Levanto is just north of Monterosso Al Mare, the first hamlet of Cinque Terre. We chose to stay there as a base for the first few days of exploring the first few Cinque Terre villages, thinking that it would be cheaper and also easier to access by train from Nice. I wish I had more days there to just enjoy Levanto. We stayed at Villa Clelia, with the most hospitable host of our entire trip. I adored our stay there!
Unlike the hamlets of Cinque Terre, Levanto is big enough that you know the village has a strong, tight-knit community. It is first and foremost a home, with the odd awe-struck tourist wandering around it’s streets. Unlike Cinque Terre and Venice, you’re not carried through the town in a wave of tourists. Apart from residents who worked in tourism, such as restaurant staff, our B&B host and the woman selling ferry tickets to Cinque Terre, few people spoke English. It was really refreshing.
Levanto is peaceful, charming and it is a home. In the same way that some women have the telltale signs that they will be one of the world’s best mothers, I was quick to realise that the village of Levanto is a place that has all the makings of a beautiful, welcoming home.
It was in Levanto that I saw the most stunning sunset of my life, quite by accident. It was in Levanto that I ate the best dessert (panna cotta) that I had while not just in Italy, but the best dessert on my whole trip. It was in Levanto that I saw what I believe to be the most beautiful beachside that I have ever seen.

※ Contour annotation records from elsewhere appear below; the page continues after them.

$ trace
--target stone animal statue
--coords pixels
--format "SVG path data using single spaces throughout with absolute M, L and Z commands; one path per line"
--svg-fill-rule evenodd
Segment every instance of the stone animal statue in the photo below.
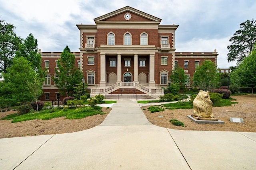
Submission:
M 213 118 L 212 112 L 212 102 L 210 98 L 208 92 L 200 90 L 193 101 L 193 115 L 198 117 Z

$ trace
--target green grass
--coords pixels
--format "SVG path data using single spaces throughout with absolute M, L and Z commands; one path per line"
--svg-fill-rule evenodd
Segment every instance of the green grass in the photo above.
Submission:
M 79 119 L 98 114 L 104 114 L 101 111 L 101 107 L 99 106 L 96 106 L 94 108 L 84 106 L 77 109 L 60 109 L 54 108 L 22 115 L 18 115 L 18 113 L 12 114 L 2 118 L 1 120 L 12 119 L 12 122 L 18 122 L 36 119 L 48 120 L 62 117 L 65 117 L 69 119 Z

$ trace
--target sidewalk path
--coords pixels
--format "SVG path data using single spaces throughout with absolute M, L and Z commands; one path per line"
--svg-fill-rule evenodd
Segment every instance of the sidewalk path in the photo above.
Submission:
M 140 106 L 119 100 L 85 131 L 0 139 L 0 169 L 256 169 L 256 133 L 159 127 Z

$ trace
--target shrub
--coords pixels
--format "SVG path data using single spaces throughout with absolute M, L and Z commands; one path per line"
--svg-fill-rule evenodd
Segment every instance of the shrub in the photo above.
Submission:
M 87 100 L 87 96 L 86 95 L 81 96 L 80 97 L 80 100 L 86 101 Z
M 98 103 L 98 101 L 95 98 L 90 98 L 90 99 L 88 100 L 88 104 L 93 107 L 95 107 Z
M 44 107 L 44 104 L 42 102 L 37 102 L 37 106 L 38 108 L 38 111 L 43 109 L 43 107 Z M 33 102 L 33 103 L 31 103 L 31 106 L 32 106 L 32 108 L 33 109 L 35 110 L 36 111 L 37 111 L 37 107 L 36 106 L 36 102 Z
M 105 98 L 104 96 L 102 94 L 99 94 L 98 95 L 95 96 L 95 98 L 98 100 L 98 102 L 102 102 Z
M 67 104 L 70 107 L 73 107 L 74 106 L 77 107 L 78 106 L 81 105 L 83 102 L 84 102 L 84 101 L 82 100 L 80 100 L 77 99 L 74 99 L 73 100 L 68 100 Z
M 73 100 L 74 97 L 72 96 L 68 96 L 63 99 L 63 105 L 67 105 L 67 102 L 69 100 Z
M 30 104 L 25 104 L 19 107 L 17 109 L 19 115 L 23 115 L 29 113 L 32 109 L 32 106 Z
M 212 89 L 211 92 L 214 93 L 220 93 L 220 94 L 223 94 L 222 96 L 223 99 L 228 99 L 231 94 L 231 92 L 229 90 L 224 89 L 223 88 L 217 88 L 216 89 Z
M 183 122 L 179 121 L 176 119 L 172 119 L 170 120 L 170 121 L 172 124 L 175 126 L 182 126 L 182 127 L 184 127 L 184 123 Z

On my last morning in Levanto I was determined to make it to the post office to send some stuff home ( a whopping 9 kilograms of stuff). I assumed that the post office would be quiet, but I was wrong. Unlike the eerily quiet post offices in Australia that are full of strangers, the post office in Levanto was noisy. Everyone knew everyone and was talking to everyone. I was dying to know the stories behind the looks they gave each other when certain people entered the room and to understand the conversations they were having. As it turned out, I didn’t have time to send home my stuff and so I ended up racing back to the BnB a few minutes late.
To get to the post office I had to race through a different part of the small town. I would have loved to slow down and observe as Levanto’s residents and businesses woke up. To observe and try to capture the daily rituals that set the village humming each morning. I was struck by how much of a community this little slice of heaven holds.
Cinque Terre is amazing, but I’m not sorry that I didn’t spend more time there instead. I loved every minute of Levanto and while I’m content with how much I saw of Cinque Terre, there is more for me in Levanto to return for. If I was to take a (delicious and slightly indulgent) break in Italy, I’d forgo traditional holiday hotspots such as Capri and Amalfi in favour of Levanto.
One of my favourite things about travelling is discovering places that speak to you. I’ve been a hopeless Paris romantic since I visited for the first time on December 27 2012 and even when it frustrates me, I still love it. Levanto is a stark contrast to Paris but it is one of those special places which I’ll always cherish.
Where is the most special place you’ve visited?